From: H. Peter Anvin
Date: Mon Jan 29 2024 - 16:39:15 EST


On January 29, 2024 1:17:07 PM PST, "H. Peter Anvin" <hpa@xxxxxxxxx> wrote:
>On January 29, 2024 1:04:23 PM PST, Dave Hansen <dave.hansen@xxxxxxxxx> wrote:
>>On 1/29/24 12:26, Kirill A. Shutemov wrote:
>>>>> Do we care?
>>>> I want to make sure I understand the scenario:
>>>>
>>>> 1. We're running in a guest under TDX (or SEV-SNP)
>>>> 2. The VMM (or somebody) is attacking the guest by eating all the
>>>> hardware entropy and RDRAND is effectively busted
>>>> 3. Assuming kernel-based panic_on_warn and WARN_ON() rdrand_long()
>>>> failure, that rdrand_long() never gets called.

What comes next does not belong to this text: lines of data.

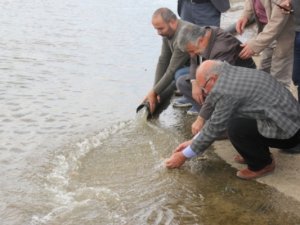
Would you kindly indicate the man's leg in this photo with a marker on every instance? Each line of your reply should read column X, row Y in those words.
column 246, row 139
column 282, row 59
column 185, row 87
column 266, row 58
column 296, row 67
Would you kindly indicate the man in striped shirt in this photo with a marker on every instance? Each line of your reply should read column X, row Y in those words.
column 256, row 110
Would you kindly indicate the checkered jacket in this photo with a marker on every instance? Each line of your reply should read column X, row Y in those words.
column 248, row 93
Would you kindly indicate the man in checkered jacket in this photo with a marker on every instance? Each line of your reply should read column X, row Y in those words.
column 256, row 110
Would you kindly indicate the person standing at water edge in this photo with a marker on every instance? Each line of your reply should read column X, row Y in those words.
column 171, row 57
column 209, row 43
column 202, row 12
column 256, row 110
column 296, row 16
column 275, row 29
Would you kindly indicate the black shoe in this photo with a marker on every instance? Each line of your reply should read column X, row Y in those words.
column 292, row 150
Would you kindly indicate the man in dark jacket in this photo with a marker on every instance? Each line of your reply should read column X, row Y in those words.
column 256, row 110
column 204, row 43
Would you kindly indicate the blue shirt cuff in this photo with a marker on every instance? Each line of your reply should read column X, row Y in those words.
column 188, row 152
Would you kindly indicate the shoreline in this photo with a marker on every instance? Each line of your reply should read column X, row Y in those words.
column 285, row 178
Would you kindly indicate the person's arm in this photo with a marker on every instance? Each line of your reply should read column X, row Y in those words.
column 217, row 124
column 214, row 127
column 275, row 26
column 178, row 60
column 162, row 65
column 163, row 61
column 248, row 12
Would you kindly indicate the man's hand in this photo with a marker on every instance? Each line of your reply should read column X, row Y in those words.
column 240, row 25
column 196, row 92
column 152, row 98
column 197, row 125
column 182, row 146
column 176, row 160
column 287, row 7
column 246, row 52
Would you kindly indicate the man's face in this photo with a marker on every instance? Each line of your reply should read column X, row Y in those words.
column 196, row 48
column 163, row 29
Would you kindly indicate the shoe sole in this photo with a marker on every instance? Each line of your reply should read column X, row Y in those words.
column 181, row 105
column 251, row 178
column 192, row 113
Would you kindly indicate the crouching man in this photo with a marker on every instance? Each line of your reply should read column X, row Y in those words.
column 256, row 110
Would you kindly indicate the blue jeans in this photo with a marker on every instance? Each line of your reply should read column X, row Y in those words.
column 296, row 66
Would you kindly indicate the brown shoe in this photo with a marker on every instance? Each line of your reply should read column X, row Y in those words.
column 249, row 174
column 239, row 159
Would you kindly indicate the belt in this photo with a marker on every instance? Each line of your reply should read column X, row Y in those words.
column 198, row 1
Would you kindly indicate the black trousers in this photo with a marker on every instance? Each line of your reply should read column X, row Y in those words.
column 254, row 147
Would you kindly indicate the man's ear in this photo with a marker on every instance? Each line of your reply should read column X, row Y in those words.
column 200, row 41
column 173, row 24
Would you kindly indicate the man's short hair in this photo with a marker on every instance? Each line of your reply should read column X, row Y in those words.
column 214, row 69
column 166, row 14
column 189, row 33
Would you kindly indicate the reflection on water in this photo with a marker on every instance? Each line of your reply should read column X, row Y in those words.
column 72, row 150
column 118, row 177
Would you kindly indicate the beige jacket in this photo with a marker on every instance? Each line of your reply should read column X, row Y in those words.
column 279, row 26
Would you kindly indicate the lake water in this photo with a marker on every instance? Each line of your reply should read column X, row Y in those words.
column 73, row 150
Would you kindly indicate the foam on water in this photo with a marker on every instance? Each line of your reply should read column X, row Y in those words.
column 68, row 199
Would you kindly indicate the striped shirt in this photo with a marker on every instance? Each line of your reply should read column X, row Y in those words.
column 253, row 94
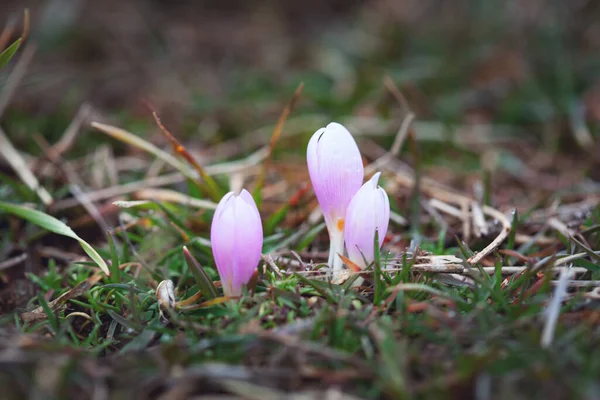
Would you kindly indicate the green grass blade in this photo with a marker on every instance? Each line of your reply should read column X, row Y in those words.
column 9, row 52
column 52, row 224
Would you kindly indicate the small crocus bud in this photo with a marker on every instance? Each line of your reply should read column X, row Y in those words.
column 368, row 211
column 236, row 237
column 336, row 172
column 165, row 296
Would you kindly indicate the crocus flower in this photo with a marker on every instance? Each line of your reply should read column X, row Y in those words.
column 336, row 171
column 236, row 238
column 368, row 211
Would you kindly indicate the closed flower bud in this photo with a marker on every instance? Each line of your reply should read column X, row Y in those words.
column 336, row 172
column 236, row 237
column 368, row 212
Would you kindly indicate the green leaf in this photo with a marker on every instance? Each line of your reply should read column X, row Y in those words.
column 9, row 52
column 52, row 224
column 202, row 279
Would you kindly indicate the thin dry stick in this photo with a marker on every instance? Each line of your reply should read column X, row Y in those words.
column 249, row 165
column 14, row 158
column 75, row 183
column 287, row 110
column 181, row 150
column 171, row 196
column 492, row 212
column 554, row 309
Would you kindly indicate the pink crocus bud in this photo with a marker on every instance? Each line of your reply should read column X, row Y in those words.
column 236, row 238
column 368, row 211
column 336, row 171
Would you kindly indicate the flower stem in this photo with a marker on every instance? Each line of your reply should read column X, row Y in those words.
column 336, row 247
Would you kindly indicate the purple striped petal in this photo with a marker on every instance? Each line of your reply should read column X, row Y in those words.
column 336, row 171
column 368, row 211
column 236, row 239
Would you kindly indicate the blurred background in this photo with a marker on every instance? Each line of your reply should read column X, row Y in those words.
column 218, row 70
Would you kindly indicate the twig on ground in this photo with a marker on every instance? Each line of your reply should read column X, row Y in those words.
column 18, row 164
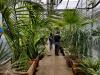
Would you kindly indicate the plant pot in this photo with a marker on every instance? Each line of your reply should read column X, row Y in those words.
column 31, row 69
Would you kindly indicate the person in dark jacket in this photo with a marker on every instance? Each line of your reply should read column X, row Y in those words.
column 58, row 47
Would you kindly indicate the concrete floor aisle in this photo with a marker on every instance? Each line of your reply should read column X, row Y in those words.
column 53, row 65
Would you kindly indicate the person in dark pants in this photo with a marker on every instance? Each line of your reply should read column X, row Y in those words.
column 50, row 40
column 58, row 47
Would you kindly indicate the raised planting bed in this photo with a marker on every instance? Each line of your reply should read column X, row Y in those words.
column 31, row 69
column 78, row 71
column 70, row 60
column 5, row 66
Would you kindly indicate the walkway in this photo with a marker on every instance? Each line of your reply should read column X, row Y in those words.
column 53, row 65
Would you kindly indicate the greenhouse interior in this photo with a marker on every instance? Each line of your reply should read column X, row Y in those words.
column 49, row 37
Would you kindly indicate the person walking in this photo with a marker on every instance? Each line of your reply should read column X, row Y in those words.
column 58, row 47
column 50, row 41
column 1, row 32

>>> Never gets called during attack. It can be used before and after.
>>>
>>>> 4. Userspace is using RDRAND output in some critical place like key
>>>> generation and is not checking it for failure, nor mixing it with
>>>> entropy from any other source
>>>> 5. Userspace uses the failed RDRAND output to generate a key
>>>> 6. Someone exploits the horrible key
>>>>
>>>> Is that it?
>>> Yes.
>>
>>Is there something that fundamentally makes this a VMM vs. TDX guest
>>problem? If a malicious VMM can exhaust RDRAND, why can't malicious
>>userspace do the same?
>>
>>Let's assume buggy userspace exists. Is that userspace *uniquely*
>>exposed to a naughty VMM or is that VMM just added to the list of things
>>that can attack buggy userspace?
>
>The concern, I believe, is that a TDX guest is vulnerable as a *victim*, especially if the OS is being malicious.
>
>However, as you say a malicious user space including a conventional VM could try to use it to attack another. The only thing we can do in the kernel about that is to be resilient.
>
>Note that there is an option to the kernel to suspend boot until enough entropy has been gathered that predicting the output of the entropy pool in the kernel ought to be equivalent to breaking AES (in which case we have far worse problems.) To harden the VM case in general perhaps we should consider RDRAND to have zero entropy credit when used as a fallback for RDSEED.
>

It is probably worth pointing out, too, that in reality the specs for RDRAND/RDSEED are *extremely* sandbagged. The architect told me that it is extremely unlikely that we will *ever* see a failure due to exhaustion, even if it is executed continuously on all cores – the randomness production rate exceeds the bandwidth of the bus in uncore.